BTN: Citi has focused heavily on the iPad. Are other tablets in your plans?
Weber: We started with the iPad because it's the tablet for which there is the greatest market share. As new devices become more popular, it will be important to have capabilities for customers wherever they are and for whatever they are using.
 How will tablets change the way consumers use payment cards?
The card data that you look at on the tablet is the same as in other venues, like mobile or the website. But on a tablet it's displayed in a way that's visually rich and makes you see the story inherent in the data.
 What have you found to be the difference between tablets and the website in terms of how they're being used, and how you respond with your content strategy?

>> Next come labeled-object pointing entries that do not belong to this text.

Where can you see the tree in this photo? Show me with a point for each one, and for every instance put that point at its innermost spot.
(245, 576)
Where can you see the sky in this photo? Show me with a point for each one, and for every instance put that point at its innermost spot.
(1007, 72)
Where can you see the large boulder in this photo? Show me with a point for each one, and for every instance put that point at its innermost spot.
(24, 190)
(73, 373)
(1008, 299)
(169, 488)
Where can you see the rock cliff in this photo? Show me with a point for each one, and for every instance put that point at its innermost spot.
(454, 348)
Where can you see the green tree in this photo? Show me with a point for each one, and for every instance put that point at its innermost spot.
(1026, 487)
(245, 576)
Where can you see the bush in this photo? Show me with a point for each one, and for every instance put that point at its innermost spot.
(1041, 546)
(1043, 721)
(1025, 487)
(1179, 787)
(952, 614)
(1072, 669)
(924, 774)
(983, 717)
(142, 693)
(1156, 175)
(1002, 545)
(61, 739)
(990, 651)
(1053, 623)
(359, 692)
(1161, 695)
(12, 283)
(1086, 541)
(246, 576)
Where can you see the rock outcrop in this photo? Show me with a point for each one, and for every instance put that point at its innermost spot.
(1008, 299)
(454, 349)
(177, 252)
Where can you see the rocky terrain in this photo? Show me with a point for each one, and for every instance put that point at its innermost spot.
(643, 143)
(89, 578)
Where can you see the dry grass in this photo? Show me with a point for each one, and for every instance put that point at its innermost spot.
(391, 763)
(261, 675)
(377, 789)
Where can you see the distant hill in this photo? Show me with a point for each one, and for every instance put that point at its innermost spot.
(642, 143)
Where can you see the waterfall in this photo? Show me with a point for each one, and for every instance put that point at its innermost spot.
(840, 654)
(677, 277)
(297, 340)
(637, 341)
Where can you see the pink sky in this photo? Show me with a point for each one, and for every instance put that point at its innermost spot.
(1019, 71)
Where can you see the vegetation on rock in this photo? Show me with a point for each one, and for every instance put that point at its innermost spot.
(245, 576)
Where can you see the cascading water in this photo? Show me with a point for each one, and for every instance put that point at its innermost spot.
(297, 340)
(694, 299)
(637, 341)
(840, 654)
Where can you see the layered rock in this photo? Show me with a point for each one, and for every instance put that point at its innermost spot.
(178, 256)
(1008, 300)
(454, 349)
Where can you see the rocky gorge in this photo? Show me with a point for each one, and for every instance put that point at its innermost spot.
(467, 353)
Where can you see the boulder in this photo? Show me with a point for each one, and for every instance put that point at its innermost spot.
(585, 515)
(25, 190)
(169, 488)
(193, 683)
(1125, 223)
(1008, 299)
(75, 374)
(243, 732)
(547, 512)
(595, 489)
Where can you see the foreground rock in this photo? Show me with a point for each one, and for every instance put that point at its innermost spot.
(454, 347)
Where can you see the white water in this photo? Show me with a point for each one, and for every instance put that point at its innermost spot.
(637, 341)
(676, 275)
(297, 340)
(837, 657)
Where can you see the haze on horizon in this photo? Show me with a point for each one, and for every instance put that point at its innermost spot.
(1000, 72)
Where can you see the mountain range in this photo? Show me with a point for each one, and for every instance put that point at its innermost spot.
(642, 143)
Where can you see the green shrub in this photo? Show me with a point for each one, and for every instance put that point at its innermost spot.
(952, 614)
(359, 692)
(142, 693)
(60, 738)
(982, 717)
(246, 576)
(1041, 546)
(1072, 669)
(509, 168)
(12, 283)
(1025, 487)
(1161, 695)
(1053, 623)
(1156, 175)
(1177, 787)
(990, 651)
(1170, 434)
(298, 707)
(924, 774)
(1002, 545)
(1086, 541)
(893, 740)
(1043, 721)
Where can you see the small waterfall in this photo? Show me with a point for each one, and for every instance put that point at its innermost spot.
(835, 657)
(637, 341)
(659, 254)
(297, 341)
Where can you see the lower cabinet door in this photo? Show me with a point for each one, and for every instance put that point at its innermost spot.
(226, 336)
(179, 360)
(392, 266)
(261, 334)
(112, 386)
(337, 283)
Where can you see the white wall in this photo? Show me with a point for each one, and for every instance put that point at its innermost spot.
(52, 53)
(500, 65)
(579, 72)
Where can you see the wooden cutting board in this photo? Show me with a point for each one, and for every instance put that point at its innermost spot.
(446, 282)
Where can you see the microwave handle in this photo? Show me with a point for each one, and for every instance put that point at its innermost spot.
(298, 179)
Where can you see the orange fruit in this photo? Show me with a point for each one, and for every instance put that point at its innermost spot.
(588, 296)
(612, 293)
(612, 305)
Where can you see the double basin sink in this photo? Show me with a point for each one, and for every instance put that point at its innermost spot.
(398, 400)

When people come onto the website, they are looking to pay bills and do other chores, and often, when they are on the website, they don't have time to engage on broader content or read an article about finance. When people are using the tablet app, they may do a payment or two, but the content on the tablet is more educational and more appropriate to how the device is being used as an interactive information tool. So it's not as if this [information and interactive education] isn't available on the website, it's just not as prominent as it is on the tablet.
 What excites you personally about tablets?
The sharing aspect that tablets provide is big. You can see that in the games. My daughter and I play Scrabble on tablets all the time. There's an interesting opportunity in this for financial services to leverage that ability of the tablet to easily connect you with someone else for financial purposes. Also, there are a lot of capabilities of the tablet that aren't being fully leveraged. There's the visual richness of the interface and the broader navigation gestures.
 Does the advanced user interface of the tablet make personal financial management apps pop?
The immersive aspect of the tablet is big. The fact the people use it when they have more time lends itself well to personal financial management, as opposed to the Internet, which is more traditional. The time that you are thinking about your spending and planning, those are the times when you are likely to be on a tablet. You can use the web for that kind of immersion, but the content is not quite as rich.